Tomi Ungerer (1931-2019) is renowned for his iconic advertising campaigns, his political posters, and his children’s books.
“‘Expect the unexpected’ is a fitting description of all of Tomi’s posters. The element of surprise, the element of the absurd, is a clear constant in his posters. When Tomi is finished with a poster design, he will step back a bit, and if he’s really satisfied with what he’s done, he’ll say, ‘It’s absurd!’
This very absurdity, achieved by elements of surprise and exaggeration, makes for a good poster: one of the key elements of a good poster is that it be arresting, that it be immediately compelling. This propensity for gleefully combining the improbable with the absurd is carried through in all of Tomi’s works, including his best-known works, his children’s books. His style—his broad strokes, bright colors, exaggeration, his drive to the heart of an idea, are all essentials of the poster style.”
-From The Poster Art of Tomi Ungerer, edited by Jack Rennert
Teetering on the line between his adorable children’s book illustrations and some of his more titillating designs for humorous erotica, this poster promotes the now-closed Truc boutique in Cambridge, Massachusetts. Specializing in wildly-scented soaps and hippie-dippy aromatherapy products, it enjoyed thinking that its wares were beyond the imagination of the common man.
Tomi created a series of six posters for the Electric Circus in late 1969, all on the theme of “The ultimate legal experience.” However, many stores in the United States refused to handle them and many foreign distributors were dissuaded by customs official from importing them. Tomi did a single poster for Tom Williams, the art director of all these, to announce that henceforth girls without brassieres would be admitted free every Sunday.
Located in New York’s Greenwich Village, the Electric Circus was America’s leading Rock Palace. Young people flocked to the Circus to dance to live and recorded music by their favorite rock groups. The cavern setting was a psychedelic continuous light show. It closed in July, 1971.
Grove Press publisher Barney Rosset began Evergreen Review in 1957 as a literary quarterly featuring the likes of Sartre, Camus, and Beckett, as well as American poets Lawrence Ferlinghetti and Jack Kerouac.
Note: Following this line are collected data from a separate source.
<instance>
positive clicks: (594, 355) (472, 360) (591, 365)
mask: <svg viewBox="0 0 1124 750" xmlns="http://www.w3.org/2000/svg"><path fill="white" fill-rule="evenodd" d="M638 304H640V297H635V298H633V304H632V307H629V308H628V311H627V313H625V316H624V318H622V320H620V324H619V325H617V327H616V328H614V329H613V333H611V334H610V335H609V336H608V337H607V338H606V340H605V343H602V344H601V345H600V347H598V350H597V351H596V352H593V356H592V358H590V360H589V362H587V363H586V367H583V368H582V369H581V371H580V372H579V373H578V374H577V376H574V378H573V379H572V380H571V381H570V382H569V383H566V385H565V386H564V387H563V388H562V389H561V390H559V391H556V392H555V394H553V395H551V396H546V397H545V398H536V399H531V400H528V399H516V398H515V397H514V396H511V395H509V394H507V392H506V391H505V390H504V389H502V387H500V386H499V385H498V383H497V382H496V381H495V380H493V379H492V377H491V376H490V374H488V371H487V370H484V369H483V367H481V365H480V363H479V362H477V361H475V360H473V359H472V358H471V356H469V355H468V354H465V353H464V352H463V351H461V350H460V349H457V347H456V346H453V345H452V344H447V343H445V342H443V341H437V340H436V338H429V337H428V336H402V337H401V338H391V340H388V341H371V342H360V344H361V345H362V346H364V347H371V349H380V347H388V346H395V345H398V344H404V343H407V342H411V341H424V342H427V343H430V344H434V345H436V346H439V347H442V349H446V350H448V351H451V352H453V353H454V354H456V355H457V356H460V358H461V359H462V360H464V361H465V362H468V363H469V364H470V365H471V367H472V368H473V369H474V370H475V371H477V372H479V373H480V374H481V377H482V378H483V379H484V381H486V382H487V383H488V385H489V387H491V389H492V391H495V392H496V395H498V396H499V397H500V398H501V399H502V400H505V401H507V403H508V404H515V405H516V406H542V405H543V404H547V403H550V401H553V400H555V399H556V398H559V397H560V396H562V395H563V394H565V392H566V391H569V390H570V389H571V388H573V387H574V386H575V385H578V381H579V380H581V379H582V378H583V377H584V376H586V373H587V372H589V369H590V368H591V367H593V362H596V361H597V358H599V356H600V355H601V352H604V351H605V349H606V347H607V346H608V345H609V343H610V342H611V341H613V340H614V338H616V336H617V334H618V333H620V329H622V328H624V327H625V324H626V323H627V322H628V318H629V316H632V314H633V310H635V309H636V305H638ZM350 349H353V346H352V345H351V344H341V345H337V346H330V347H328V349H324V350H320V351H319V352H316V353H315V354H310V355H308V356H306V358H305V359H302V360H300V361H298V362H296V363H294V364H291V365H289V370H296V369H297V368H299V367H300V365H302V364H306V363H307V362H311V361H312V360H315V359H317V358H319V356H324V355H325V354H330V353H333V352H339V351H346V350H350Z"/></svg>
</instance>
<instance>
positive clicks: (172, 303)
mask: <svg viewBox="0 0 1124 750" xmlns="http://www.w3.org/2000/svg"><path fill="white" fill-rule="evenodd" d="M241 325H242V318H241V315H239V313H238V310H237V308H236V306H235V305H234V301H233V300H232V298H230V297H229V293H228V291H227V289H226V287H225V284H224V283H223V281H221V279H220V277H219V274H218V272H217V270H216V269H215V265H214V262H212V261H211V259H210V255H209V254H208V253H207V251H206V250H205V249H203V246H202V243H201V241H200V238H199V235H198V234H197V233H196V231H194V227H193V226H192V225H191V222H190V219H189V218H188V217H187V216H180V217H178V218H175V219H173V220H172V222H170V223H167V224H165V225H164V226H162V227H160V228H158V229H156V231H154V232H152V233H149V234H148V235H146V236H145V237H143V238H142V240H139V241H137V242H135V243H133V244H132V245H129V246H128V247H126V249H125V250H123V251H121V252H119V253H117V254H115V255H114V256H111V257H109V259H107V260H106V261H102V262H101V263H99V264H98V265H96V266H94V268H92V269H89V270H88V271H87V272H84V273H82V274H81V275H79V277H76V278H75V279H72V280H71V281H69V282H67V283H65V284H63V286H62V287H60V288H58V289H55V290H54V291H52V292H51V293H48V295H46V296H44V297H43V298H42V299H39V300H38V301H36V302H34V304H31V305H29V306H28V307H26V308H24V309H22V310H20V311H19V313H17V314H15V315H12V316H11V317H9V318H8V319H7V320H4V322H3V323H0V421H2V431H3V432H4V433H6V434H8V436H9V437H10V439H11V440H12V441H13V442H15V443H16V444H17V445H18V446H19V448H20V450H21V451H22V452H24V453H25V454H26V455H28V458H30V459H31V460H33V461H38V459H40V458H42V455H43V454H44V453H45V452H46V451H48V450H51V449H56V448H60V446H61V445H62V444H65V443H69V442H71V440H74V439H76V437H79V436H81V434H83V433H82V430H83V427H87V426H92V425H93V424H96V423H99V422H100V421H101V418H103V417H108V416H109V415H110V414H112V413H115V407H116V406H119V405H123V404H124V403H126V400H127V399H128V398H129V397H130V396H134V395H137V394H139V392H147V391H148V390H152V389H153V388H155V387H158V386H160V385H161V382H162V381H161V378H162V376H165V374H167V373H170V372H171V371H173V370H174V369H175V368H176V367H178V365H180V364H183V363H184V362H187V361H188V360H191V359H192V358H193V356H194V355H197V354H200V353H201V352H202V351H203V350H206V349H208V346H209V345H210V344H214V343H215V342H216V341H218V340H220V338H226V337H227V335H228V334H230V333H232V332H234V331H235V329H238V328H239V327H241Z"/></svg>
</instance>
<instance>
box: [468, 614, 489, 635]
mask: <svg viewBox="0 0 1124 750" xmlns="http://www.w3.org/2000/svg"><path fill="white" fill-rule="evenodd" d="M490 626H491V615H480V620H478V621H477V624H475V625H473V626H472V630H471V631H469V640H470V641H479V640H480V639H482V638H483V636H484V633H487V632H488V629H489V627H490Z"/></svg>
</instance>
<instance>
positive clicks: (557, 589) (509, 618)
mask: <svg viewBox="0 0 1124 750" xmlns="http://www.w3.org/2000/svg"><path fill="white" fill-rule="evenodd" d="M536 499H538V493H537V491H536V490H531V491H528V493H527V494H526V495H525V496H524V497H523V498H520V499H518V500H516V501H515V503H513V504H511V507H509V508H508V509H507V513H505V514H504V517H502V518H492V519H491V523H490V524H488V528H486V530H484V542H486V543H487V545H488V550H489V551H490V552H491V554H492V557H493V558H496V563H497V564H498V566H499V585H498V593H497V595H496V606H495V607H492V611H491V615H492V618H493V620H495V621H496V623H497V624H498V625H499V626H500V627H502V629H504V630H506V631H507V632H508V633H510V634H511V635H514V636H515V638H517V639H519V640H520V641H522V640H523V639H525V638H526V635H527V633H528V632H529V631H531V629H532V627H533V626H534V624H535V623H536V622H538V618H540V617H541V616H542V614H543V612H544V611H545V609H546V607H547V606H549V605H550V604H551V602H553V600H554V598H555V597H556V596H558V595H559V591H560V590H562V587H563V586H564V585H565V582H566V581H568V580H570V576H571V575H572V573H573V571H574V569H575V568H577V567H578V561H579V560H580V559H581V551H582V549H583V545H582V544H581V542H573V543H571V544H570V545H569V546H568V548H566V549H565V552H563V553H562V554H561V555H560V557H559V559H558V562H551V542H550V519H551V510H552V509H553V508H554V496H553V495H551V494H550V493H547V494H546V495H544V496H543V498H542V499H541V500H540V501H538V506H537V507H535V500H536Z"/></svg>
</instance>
By 1966, the publication had increased its frequency and become a voice of political iconoclasm, so graphic designer John Alcorn refreshed its look, dropping “review” from the title in the process. Heralding the redesign was a new advertising campaign: “Join The Underground.” Tomi designed this poster to promote the February 1967 issue: a coolie-hatted image of Uncle Sam, sunk in the quagmire of Vietnam, and displeased with the face he presents to the mirror.
In 1969, Darien House asked Tomi to create a series of posters to decorate a child’s room. He made 12 images in total that were printed between 1969-1971. Despite depicting well-loved fairy tales, many believed the images to be too frightening for children—though the Grimm Brothers would probably think that they’re right on target. These seven posters illuminate Tomi’s provocative artistic vision: he combines the ominous and the delightful, and the ridiculous and the serene, to create truly enchanting images.
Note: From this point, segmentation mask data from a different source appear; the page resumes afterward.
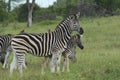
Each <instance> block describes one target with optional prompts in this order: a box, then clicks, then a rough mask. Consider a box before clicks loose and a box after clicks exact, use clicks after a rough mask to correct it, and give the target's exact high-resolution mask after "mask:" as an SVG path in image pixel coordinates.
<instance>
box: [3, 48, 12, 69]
mask: <svg viewBox="0 0 120 80" xmlns="http://www.w3.org/2000/svg"><path fill="white" fill-rule="evenodd" d="M10 54H11V51H10V50H7V53H6V55H5V60H4V64H3V66H2V68H3V69H4V68H5V67H6V68H8V64H7V61H8V58H9V56H10Z"/></svg>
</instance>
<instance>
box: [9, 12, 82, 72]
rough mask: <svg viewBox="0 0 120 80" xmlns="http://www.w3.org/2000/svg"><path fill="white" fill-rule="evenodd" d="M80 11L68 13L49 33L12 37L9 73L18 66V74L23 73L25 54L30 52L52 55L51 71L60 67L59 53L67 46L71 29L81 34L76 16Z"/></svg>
mask: <svg viewBox="0 0 120 80" xmlns="http://www.w3.org/2000/svg"><path fill="white" fill-rule="evenodd" d="M79 16H80V13H77V14H73V15H69V16H68V17H67V18H65V19H64V20H63V21H62V22H61V23H60V24H59V25H57V27H56V28H55V30H54V31H52V32H50V33H41V34H30V33H23V34H18V35H16V36H15V37H13V38H12V41H11V47H12V49H13V51H14V57H13V61H12V62H11V64H10V74H12V73H13V70H14V69H15V68H16V65H17V67H18V70H19V72H20V74H22V73H23V71H22V67H25V68H26V65H25V54H26V53H30V54H32V55H34V56H38V57H45V56H49V55H52V59H51V66H50V69H51V72H53V73H54V72H55V67H57V71H59V69H60V57H59V56H60V54H61V52H63V51H64V50H65V48H66V47H67V42H68V41H69V39H70V38H71V34H72V32H73V31H77V32H79V34H83V32H84V31H83V29H82V27H81V26H80V24H79V21H78V18H79Z"/></svg>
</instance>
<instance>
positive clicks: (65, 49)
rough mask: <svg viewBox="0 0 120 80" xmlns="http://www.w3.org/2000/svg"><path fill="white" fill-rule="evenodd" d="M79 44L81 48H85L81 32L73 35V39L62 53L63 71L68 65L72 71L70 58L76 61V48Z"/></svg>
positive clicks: (71, 59) (72, 36)
mask: <svg viewBox="0 0 120 80" xmlns="http://www.w3.org/2000/svg"><path fill="white" fill-rule="evenodd" d="M77 46H78V47H79V48H80V49H83V48H84V46H83V44H82V41H81V36H80V35H79V34H76V35H74V36H72V37H71V39H70V40H69V42H68V45H67V48H66V49H65V51H64V52H63V53H62V55H63V57H64V62H63V69H62V72H64V70H65V67H66V69H67V71H68V72H69V71H70V69H69V59H71V60H72V61H74V62H75V61H76V55H75V54H76V53H75V49H76V47H77Z"/></svg>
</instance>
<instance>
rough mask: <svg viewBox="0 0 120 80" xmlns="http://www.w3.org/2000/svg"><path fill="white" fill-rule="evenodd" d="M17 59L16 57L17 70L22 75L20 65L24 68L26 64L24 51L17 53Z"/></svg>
mask: <svg viewBox="0 0 120 80" xmlns="http://www.w3.org/2000/svg"><path fill="white" fill-rule="evenodd" d="M17 59H18V70H19V72H20V74H21V76H22V74H23V70H22V67H23V66H24V67H25V68H26V65H25V53H20V54H19V53H18V54H17Z"/></svg>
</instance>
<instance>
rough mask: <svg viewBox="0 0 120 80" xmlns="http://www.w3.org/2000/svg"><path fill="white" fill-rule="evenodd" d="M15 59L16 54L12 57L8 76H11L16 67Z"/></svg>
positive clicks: (16, 63)
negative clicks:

As part of its program to encourage young people to enter careers in the health and hospital field, the American Hospital Association sent health-careers kits to schools, hospitals, and health groups across the United States. In 1969, Tomi was commissioned to design the materials for this kit, which included posters, postcards, tray favors, and wall folders. The poster, which had a printing of over 100,000 copies, was to be hung on elementary school and library walls.
Tomi always carried a small sketchbook with him, and for the most part, was reluctant to show his sketches and “ideas” to anyone. But in 1964, after enough people had seen them to give them an “underground” reputation, Viking Press asked Tomi for the right to publish these. This poster was first distributed in bookstores to publicize the book and subsequently reproduced and distributed by Darien House. Though the book received mixed reviews, Newsweek proclaimed, “Ungerer’s brilliantly imaginative horror-jokes do not electrify the funny bone so much as they thud into the solar plexus and stab the intellect… [though they] have the encouraging humanizing effect of all good satire.”